O mesmo não sucedia em Évora onde os padres fascistas (como Vergílio Ferreira lhes haveria de chamar) continuavam a desancar Florbela e a armar-se nos guardiões e paladinos da moral citadina. Os mais conhecidos eram o dito pimpão Alegria, agora professor de Canto no Seminário e polícia das ideias alheias e o cónego Francisco Maria da Silva. vigário da Arquidiocese e que mais ascenderia a Arcebispo Primaz de Braga.
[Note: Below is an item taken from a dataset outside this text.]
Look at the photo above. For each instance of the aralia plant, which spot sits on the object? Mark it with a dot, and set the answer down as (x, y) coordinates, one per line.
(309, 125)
Ambos eram professores de Religião e Moral dos cursos nocturnos mistos, destinados a adultos e trabalhadores, da Escola Comercial e Industrial Gabriel Pereira. Julgando-se intocáveis, eram detestados por todos os alunos que tinham de os suportar, dado que nesse tempo, a disciplina era obrigatória e sujeita a avaliação trimestral e anual como qualquer outra. Achavam-se por isso as autoridades máximas da Escola.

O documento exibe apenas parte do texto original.